Только слезы текут по щекам.
Комиссар бережно взял его за плечи.
— Ну, ну! — сказал он. — Что ты, что ты!
Сгущались сумерки.
Над лесом стоял тяжелый закат.
Глава четвертая
И опять ночь. И опять лес. И тишина. И в тишине еле уловимый шорох — идет первый взвод.
Идет лесом, в обход.
Ни говора, ни шепота — идут молча. Не проскрипит тачанка — колеса обмотаны тряпьем. Не вздохнет, не фыркнет конь — на морды натянуты мешки.
Так идут.
Идут лесом.
Идут долго, всю ночь.
И всю ночь Федька крепился, не спал.
«Нельзя, — помнил он, — нельзя спать!

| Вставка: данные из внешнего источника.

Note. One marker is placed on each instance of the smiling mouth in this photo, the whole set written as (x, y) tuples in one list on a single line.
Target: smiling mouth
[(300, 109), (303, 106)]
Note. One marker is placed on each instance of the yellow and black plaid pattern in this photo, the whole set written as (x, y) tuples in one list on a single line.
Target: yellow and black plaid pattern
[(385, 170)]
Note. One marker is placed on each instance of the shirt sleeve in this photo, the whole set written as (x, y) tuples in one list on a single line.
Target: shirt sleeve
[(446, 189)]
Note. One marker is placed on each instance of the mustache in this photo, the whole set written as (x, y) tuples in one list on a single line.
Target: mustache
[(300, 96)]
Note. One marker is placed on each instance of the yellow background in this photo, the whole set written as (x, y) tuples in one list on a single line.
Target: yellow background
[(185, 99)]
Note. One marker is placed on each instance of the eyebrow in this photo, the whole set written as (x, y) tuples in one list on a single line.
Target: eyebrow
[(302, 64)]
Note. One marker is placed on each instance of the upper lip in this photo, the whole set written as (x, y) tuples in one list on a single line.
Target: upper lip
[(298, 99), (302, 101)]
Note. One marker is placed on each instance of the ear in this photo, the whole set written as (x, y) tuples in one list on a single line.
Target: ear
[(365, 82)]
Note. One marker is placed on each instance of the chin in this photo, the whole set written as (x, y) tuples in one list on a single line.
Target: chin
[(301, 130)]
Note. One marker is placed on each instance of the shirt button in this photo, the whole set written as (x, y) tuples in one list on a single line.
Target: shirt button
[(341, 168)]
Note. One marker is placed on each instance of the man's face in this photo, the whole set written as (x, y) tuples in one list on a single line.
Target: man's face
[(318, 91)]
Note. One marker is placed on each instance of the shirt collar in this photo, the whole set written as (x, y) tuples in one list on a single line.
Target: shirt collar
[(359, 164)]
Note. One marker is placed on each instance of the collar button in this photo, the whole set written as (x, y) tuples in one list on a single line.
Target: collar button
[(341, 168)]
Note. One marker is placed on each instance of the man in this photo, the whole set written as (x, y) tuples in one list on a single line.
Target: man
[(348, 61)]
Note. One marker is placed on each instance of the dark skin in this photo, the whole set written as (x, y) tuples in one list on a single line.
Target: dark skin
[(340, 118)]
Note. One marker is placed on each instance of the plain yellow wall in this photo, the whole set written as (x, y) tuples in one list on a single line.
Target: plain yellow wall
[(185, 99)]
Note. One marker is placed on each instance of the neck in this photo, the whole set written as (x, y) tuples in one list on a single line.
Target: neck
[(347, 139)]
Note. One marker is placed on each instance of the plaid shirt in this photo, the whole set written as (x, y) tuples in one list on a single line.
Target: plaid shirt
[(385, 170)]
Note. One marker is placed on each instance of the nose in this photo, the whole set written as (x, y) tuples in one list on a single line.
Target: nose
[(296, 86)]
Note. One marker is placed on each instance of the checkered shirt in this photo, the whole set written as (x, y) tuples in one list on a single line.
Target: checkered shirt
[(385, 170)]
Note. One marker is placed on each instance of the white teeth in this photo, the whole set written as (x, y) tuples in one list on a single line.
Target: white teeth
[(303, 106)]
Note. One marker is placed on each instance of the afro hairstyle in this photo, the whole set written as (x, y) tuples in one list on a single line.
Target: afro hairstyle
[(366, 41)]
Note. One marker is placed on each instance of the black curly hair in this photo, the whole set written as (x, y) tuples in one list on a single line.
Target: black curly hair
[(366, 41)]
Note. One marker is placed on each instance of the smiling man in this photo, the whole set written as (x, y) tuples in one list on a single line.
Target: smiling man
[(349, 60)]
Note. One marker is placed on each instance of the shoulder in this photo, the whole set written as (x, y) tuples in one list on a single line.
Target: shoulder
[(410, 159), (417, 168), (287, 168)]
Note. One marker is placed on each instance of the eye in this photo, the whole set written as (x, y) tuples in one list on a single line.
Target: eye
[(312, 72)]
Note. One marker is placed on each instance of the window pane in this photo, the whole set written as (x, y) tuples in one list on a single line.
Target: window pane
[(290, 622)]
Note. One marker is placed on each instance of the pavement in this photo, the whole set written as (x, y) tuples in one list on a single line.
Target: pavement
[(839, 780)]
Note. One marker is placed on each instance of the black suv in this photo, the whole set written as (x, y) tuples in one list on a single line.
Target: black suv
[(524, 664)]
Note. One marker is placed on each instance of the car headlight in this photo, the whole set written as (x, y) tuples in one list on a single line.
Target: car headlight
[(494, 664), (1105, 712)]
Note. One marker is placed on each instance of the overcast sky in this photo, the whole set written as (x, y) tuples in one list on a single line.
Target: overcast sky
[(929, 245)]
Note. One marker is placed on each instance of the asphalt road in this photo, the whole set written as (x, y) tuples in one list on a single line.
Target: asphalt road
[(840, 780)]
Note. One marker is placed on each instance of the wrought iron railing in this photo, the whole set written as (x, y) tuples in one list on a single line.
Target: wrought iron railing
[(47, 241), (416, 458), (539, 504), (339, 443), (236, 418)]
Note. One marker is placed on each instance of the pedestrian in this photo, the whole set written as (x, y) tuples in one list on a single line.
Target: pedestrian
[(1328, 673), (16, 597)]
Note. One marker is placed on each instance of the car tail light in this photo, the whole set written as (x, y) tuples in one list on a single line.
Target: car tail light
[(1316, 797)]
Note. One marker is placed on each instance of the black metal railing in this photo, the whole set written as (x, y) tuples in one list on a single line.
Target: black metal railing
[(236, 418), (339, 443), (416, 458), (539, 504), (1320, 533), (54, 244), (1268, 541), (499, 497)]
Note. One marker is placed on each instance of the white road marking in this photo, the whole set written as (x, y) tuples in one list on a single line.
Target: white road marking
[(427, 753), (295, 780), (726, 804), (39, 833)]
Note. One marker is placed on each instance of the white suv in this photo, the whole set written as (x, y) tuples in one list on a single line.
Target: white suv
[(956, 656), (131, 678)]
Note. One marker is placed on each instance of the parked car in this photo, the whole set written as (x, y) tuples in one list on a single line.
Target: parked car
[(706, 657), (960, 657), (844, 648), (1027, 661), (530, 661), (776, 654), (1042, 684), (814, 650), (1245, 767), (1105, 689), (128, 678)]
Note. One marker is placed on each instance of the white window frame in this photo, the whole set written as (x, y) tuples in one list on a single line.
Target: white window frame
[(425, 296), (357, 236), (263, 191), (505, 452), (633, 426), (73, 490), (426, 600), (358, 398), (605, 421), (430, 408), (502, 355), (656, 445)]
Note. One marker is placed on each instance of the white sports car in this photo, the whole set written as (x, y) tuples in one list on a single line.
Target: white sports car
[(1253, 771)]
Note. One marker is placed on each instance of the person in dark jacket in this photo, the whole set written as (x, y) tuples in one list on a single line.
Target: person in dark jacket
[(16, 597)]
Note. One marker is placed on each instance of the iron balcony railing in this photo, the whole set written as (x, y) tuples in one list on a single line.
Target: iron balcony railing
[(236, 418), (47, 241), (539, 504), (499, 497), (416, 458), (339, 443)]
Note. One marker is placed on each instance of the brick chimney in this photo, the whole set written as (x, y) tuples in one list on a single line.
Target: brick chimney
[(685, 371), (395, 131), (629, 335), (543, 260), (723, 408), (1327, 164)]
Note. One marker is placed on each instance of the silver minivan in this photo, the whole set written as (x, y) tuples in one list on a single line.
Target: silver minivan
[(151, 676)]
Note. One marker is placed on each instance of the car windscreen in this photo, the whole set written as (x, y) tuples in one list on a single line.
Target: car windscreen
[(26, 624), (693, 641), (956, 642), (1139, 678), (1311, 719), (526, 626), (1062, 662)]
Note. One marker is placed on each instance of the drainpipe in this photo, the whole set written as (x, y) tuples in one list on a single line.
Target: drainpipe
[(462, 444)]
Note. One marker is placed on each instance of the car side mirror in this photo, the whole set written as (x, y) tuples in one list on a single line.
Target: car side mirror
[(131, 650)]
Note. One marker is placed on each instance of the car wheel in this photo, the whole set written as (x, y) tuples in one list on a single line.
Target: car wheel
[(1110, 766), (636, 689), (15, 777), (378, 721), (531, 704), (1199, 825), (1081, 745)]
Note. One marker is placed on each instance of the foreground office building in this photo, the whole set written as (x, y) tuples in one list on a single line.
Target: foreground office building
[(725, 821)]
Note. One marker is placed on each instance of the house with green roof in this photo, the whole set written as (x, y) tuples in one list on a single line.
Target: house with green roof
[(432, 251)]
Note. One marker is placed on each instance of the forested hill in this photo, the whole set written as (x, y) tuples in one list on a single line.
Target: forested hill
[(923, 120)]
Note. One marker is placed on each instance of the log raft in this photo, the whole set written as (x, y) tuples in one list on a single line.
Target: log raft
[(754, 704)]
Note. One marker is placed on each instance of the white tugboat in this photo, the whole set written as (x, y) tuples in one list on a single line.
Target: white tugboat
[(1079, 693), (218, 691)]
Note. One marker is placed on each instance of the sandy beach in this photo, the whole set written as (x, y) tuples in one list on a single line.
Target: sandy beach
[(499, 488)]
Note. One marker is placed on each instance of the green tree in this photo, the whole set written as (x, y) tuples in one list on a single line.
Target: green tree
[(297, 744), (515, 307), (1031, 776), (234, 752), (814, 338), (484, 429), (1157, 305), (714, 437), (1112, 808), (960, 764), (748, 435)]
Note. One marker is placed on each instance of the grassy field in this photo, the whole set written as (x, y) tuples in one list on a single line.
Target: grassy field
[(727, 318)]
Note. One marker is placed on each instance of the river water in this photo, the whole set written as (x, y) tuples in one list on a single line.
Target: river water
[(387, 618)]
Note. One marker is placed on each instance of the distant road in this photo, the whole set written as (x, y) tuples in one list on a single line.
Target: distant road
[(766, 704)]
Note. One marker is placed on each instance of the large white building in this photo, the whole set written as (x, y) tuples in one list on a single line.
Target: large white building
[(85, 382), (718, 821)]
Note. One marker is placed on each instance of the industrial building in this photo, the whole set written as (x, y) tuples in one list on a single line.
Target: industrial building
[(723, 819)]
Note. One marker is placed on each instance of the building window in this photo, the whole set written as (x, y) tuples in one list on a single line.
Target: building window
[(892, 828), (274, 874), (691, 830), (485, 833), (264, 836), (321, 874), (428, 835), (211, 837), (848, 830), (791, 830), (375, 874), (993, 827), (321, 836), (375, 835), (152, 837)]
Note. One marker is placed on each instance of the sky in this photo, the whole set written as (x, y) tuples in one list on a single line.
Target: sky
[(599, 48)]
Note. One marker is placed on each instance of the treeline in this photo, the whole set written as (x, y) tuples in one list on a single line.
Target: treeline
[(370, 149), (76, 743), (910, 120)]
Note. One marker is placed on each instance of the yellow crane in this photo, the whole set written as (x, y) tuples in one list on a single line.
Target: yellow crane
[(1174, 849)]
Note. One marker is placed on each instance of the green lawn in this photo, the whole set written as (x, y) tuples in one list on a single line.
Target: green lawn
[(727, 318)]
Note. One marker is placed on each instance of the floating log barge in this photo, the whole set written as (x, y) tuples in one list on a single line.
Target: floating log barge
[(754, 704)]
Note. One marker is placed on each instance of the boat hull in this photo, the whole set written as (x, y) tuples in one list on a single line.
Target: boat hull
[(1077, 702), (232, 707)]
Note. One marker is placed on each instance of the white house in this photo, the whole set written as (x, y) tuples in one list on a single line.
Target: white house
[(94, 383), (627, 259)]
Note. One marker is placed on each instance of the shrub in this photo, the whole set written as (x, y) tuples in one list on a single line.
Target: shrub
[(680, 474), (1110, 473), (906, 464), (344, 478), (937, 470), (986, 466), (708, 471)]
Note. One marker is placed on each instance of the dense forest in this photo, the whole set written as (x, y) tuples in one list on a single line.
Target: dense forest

А то, неровен случай, налетишь сонный на беляка — в капусту порубит!»
Крепился Федька, не спал.
И вдруг под утро не выдержал, сдал: голова вдруг отяжелела, упала на грудь, нос запел тоненько-тоненько, как сверчок.
Федька закрыл глаза.
И только закрыл он, Федька, глаза, как увидел дом. Белый дом стоял на берегу реки, а река была бурная, быстрая. И был просторный летний день. И были легкие облака на небе. И тянуло с поля прелым сеном. И сизый ворон вился над полем:
«Вот она какая, Кубань-то! — думает Федька. — Красивая!»
Он стоит на высоком берегу. Он видит реку и поля за рекой. И синее небо. И синюю даль.
«Красивая! — думает он. — Красивая она река!»
Федька стоит, глядит туда-сюда, Васю ищет. Он знает: тут он, Вася. На крылечке, что ли? Нет, на крылечке никого. На крылечке пусто. Значит, в доме. Федька подымается по ступенькам; их четыре; открывает дверь, кричит: «Вася!» — «Я, — отвечает голос, веселый, громкий голос. — Я, Трофимыч! Здорово!» И, переваливаясь на кривых ногах, подмигивая, ухмыляясь, через комнату к двери идет солдат, невысокий, коренастый, с красным во всю щеку рубцом. Гришка! Гришка Скобло!
— Уйди! — кричит Федька. — Уйди, гад! Убью!
— Это кто — кого! — говорит Гришка и подмигивает и смеется. — Это, брат, кто — кого!
И из карабина — бах!
— Во бабахает! — сказал Мишка. — Оглохнуть можно!
— А? — сказал Федька. — А? Что?
— Ничего, — сказал Мишка. — Вставай. Приехали.
И тотчас послышался голос комиссара:
— Приготовиться!
Было уже совсем светло. Утро. Взвод стоял в лесу. И где-то близко глухо бабахало: ба-ах!
— Приготовиться! — сказал комиссар. — Будем пробиваться с боем!
И опять: ба-ах!
— Это что? — сказал Федька.
— Батарея ихняя! — сказал Мишка. — Батарея ихняя бьет!
Батарея била по Кленцам.
Накануне, в ночь, лихим налетом станцию взяли передовые части Конной армии. Наступление они не развивали, мало их было. Но и уходить не собирались.
Белые готовили контрнаступление, — станция была узловая, вернуть ее надо было во что бы то ни стало.
И вот с раннего утра шел обстрел Кленцов. Батарея — четыре орудия — била без перерыва. Батарейцы, народ крепкий, бывалый народ, работали споро, четко. Заряд. Голос телефониста: «Уровень — 30,0! Прицел — 120!» Голос офицера, командира батареи: «Огонь!» И — бах! И — далеко — столб дыма в небо.